Kanatlı hayvanlarda yem ve su tüketimi arasında sıkı bağlantı bulunduğunu belirten Koyuncu, "Hayvanların sağlığı ve verimliliği için sağlıklı suya ulaşım ilk gereklilik olarak öne çıkıyor. Yumurtacı tavuklar 70 haftalık yaşam döngüleri boyunca ortalama 80-110 litre su tüketirken, broyler tavuklar 42 günlük yaşam döngüleri boyunca 7,5-10 litre arası su tüketiyor. Kanatlı hayvanlarda su tüketimi ile ilgili kritik bir diğer konu ise sıcaklık. Hayvanlar sıcak havalarda yaşadıkları ısı stresini düşürebilmek için daha çok su tüketme eğilimi gösteriyor. Kanatlı hayvanların tüketimi için ideal su sıcaklığı ise 15-25 derece arasında olmalı. Bu sıcaklık üzerindeki değerlerde su tüketimi düşmeye başlıyor." ifadelerini kullandı.

Kötü kalite suyun direkt sindirim sistemini etkilediğini ve sonrasında sistemik bir hal alarak hastalıklara neden olabildiğini bildiren Koyuncu, “Sindirim sistemi sağlığının bozulmasıyla birlikte yemden yararlanmada ve performansta düşüş görülebiliyor. 'Disbakteriyozis' olarak isimlendirilen mikrobiyotanın dengesinin bozulması sonucunda ise diyare, ıslak altlık, ayak problemleri, son ürün kalitesinin bozulması gibi birçok olumsuz sonuçla karşı karşıya kalınabiliyor.

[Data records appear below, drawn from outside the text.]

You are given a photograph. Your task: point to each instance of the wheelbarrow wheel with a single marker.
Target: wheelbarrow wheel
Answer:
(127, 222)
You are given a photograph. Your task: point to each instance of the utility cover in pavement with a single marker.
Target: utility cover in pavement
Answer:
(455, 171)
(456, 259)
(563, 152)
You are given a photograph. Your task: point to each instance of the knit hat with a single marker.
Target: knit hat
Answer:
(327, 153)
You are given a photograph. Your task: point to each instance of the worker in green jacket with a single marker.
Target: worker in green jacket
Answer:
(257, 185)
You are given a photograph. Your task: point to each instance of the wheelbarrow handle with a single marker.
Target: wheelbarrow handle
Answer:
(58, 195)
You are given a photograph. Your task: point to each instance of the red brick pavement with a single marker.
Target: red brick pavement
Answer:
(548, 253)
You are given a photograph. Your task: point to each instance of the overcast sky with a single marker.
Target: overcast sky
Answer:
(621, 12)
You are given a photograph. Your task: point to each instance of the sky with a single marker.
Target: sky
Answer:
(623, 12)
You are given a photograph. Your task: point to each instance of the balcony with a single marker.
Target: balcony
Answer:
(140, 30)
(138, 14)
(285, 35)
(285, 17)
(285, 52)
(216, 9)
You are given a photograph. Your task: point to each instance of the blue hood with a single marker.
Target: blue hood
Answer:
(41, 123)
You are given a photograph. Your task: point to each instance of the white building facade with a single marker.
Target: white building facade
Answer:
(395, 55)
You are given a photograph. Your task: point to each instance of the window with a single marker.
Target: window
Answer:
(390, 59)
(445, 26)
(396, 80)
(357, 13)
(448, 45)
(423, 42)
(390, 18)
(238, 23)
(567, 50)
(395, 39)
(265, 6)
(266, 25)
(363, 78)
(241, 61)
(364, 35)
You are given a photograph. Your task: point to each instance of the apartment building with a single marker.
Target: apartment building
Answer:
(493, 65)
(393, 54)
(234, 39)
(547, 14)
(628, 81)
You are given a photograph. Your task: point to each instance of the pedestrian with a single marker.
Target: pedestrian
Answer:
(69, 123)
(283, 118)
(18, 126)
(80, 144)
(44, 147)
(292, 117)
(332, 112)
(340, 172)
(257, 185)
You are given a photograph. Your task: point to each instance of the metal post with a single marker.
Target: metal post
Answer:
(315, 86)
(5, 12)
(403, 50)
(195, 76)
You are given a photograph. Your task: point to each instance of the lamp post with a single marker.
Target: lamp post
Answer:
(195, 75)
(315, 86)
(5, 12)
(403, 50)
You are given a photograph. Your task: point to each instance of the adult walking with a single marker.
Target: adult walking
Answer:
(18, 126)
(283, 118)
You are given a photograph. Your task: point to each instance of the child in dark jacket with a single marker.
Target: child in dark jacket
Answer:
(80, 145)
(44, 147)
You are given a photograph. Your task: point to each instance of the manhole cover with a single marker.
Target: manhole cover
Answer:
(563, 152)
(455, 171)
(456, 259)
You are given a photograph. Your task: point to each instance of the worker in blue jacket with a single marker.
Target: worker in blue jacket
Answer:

Ayrıca, sindirim sistemi sağlığının etkilenmesi bağışıklık sistemini de etkileyecektir." değerlendirmesinde bulundu.

- "Bazı mineraller fazla tüketildiğinde toksik etki yaratabiliyor"

İçme suyunun mineral oranının da çok önemli olduğunu vurgulayan Koyuncu, şunları kaydetti:

"Örneğin, demir ve manganez gibi mineraller çökelti oluşturarak nipel ve su hatlarında sorunlar oluşturabiliyor. Ayrıca, demir, bazı bakteriler tarafından besin olarak kullanılabilir, bu durumda sayıları yanı sıra biyofilm oluşumu artabilir. Aşırı seviyede sodyum, sindirim sistemi performansı üzerinde laksatif etki gösterir, ıslak altlığa neden olabilir, performansı etkileyebilir. Yine magnezyum ve kalsiyum su sistemlerinde scale (beyaz çöküntü) oluşturabilir. Bununla birlikte kanatlı hayvanların tüketimi için kullanılan suların, besin değeri olmayan maddelerle veya mikroorganizmalarla bulaşık olması yine toksik etkinin yanı sıra hayvanlarda sağlık sorunlarını da beraberinde getirebilir. Yetersiz ve kötü kalite su tüketimi, kanatlı hayvanlarda su yoluyla uygulanan aşı, ilaç ve diğer takviyelerin etkinliğini de azaltabiliyor."